2018 was challenging for the Central Bank of Barbados (the Bank) as it helped government in the design of the policies to reverse several years of economic decline in the country.
The newly elected administration quickly introduced the Barbados Economic Recovery and Transformation (BERT) programme to address low growth, a deterioration in public finances, a build-up of public sector indebtedness and falling international reserves.
The programme is centred on macroeconomic adjustment, debt restructuring and structural reforms to boost growth and already there are signs of renewed confidence in the economy. Multilateral funding agencies, including the International Monetary Fund (IMF), are providing financial support to the country and our economic performance has started to improve. In particular, the import reserve cover exceeded the 12-week benchmark at year-end and further strengthening is anticipated in 2019. The public finances have improved, enabling government to make current payments on a timely basis without relying on central bank funding.
Government has committed to strengthen the fiscal position further by pursuing a primary balance of 6 percent of GDP in the coming fiscal year. This together with the debt restructuring, inclusive of the reduction in domestic debt, lower interest rates and extended maturities, now offers prospects for a sustained improvement in the public finances.
These developments augur well for increased investments that can help to propel economic growth.
The implementation of the domestic debt restructuring allowed the dematerialisation of all government securities to become a reality. These initiatives should ultimately allow for increased activity on the secondary bond market, particularly in an environment in which Government is not expected to be tapping the domestic market for new funding. The changed economic environment has already enabled the Bank to lower the required securities ratio for banks and further reductions are envisaged as the economy stabilises. The scope for expansionary monetary policy has been reduced as Central Bank financing of Government’s operations is now limited following legislation instituted during 2018, and alterations to the Central Bank Act, aimed at modernising the Bank to bring it in line with emerging best practices, are anticipated in 2019.
The financial system, which has been a major source of government financing in recent years, remained stable during the past year. In the aftermath of implementation of the IFRS 9 Accounting Standard and the domestic debt restructuring, commercial banks suffered accounting losses, but their levels of capital remained above minimum statutory requirements. The Bank will continue to work with its licensees and will strengthen its relationship with its sister regulator, the Financial Services Commission, so as to promote ongoing stability in the financial system.
The economic adjustments impaired the Bank’s balance sheet during 2018. In recent years, declining foreign exchange balances and low international interest rates made the Bank dependent on income earned from lending to the Government.
The Bank’s income was more than sufficient to cover ordinary expenses in 2018, but Government’s one-time write-down of the Ways & Means balance in July and the subsequent reduction in the value of securities held by the Bank, reduced the size of the Bank’s balance sheet and led to an overall substantial loss that resulted in a deficiency of capital.

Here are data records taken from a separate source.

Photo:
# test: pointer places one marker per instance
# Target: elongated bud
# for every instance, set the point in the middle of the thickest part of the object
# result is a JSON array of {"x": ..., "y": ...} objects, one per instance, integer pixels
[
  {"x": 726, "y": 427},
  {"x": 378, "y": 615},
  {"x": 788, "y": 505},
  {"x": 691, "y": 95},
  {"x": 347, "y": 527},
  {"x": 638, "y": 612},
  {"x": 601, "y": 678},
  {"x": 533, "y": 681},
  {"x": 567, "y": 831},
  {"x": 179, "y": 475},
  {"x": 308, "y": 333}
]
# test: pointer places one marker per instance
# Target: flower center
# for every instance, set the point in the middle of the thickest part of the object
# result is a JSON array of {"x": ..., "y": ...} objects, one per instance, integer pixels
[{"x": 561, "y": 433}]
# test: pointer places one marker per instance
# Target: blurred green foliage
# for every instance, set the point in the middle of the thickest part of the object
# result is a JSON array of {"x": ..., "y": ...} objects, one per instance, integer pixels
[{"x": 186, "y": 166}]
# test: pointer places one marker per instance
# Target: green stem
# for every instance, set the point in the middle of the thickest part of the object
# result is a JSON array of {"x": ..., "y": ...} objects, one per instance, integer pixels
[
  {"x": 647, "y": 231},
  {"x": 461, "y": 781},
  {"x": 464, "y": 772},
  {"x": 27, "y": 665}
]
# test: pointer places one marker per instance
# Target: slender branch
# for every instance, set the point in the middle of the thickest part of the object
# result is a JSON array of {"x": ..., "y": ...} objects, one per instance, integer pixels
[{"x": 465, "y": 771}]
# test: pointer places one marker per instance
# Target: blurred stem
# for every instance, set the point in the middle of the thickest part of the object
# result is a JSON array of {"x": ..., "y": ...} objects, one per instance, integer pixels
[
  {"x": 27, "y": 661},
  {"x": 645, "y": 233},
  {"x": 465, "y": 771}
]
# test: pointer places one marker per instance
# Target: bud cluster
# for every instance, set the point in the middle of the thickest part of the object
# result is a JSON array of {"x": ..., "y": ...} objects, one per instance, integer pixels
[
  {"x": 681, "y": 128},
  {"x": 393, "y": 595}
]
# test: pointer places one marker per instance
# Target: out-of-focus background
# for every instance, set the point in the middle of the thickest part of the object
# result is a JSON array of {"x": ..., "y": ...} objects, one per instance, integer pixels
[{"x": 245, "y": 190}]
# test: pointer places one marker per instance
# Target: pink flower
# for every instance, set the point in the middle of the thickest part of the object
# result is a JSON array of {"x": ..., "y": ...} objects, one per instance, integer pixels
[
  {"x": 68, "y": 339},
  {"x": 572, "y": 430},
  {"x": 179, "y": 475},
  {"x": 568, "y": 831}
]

Government has committed, as part of its programme with the IMF, to develop a recapitalisation plan for the Bank by mid-2020.
In the interim, the new securities held by the Bank, along with the anticipated income from investment of increased foreign reserves should help the Bank to cover its costs. The Bank’s ability to honour its obligations will not be impaired.
As might be expected, the Bank’s focus in 2018 was on dealing with the economic challenges. In this regard, the Bank collaborated with other public sector entities and the commitment and dedication shown by public sector staff, in the design and execution of the economic initiatives is worthy of commendation. At the same time, the staff in other areas of the organisation continued to provide high quality service as we sought to strengthen governance, improve customer service, enhance risk management, including as it relates to cyber security, and serve as a reliable source for economic information and analysis.
The future is promising and the Bank has an important role to play.
Firstly, the country must build on the progress of the economic recovery and transformation programme in order to create a vibrant, strong, resilient economy. We must implement planned new private sector investments to ignite economic activity and return the economy to sustainable growth. The Bank will continue to work with Government to implement other phases of BERT and we will jointly develop appropriate monitoring mechanisms for key macroeconomic indicators. As an institution, we will maintain a monetary policy regime that is consistent with preserving macroeconomic stability.
Secondly, we need to focus on innovations that will enhance efficiency in the financial system. In this regard, we will continue to focus on the possibilities created by the emerging technologies for payments systems. Already there is an initiative to phase out the use of cheques and the Bank will assist with this process by expanding access to the Automated Clearing House to include credit unions.
Thirdly, we must continue to pursue our vision for the Bank, i.e. “to create and maintain an institution of world-class excellence”. We have committed to being nimble, agile, efficient and more responsive to all our stakeholders. We have committed to implementing a digital transformation strategy that integrates technology in all areas of our business processes and builds a more customer-centric culture. We will complement this strategy with the requisite development of our staff, improved governance and increased attention to risk management.
We intend to be results-oriented and we will commit resources to facilitate the effective monitoring of our programmes.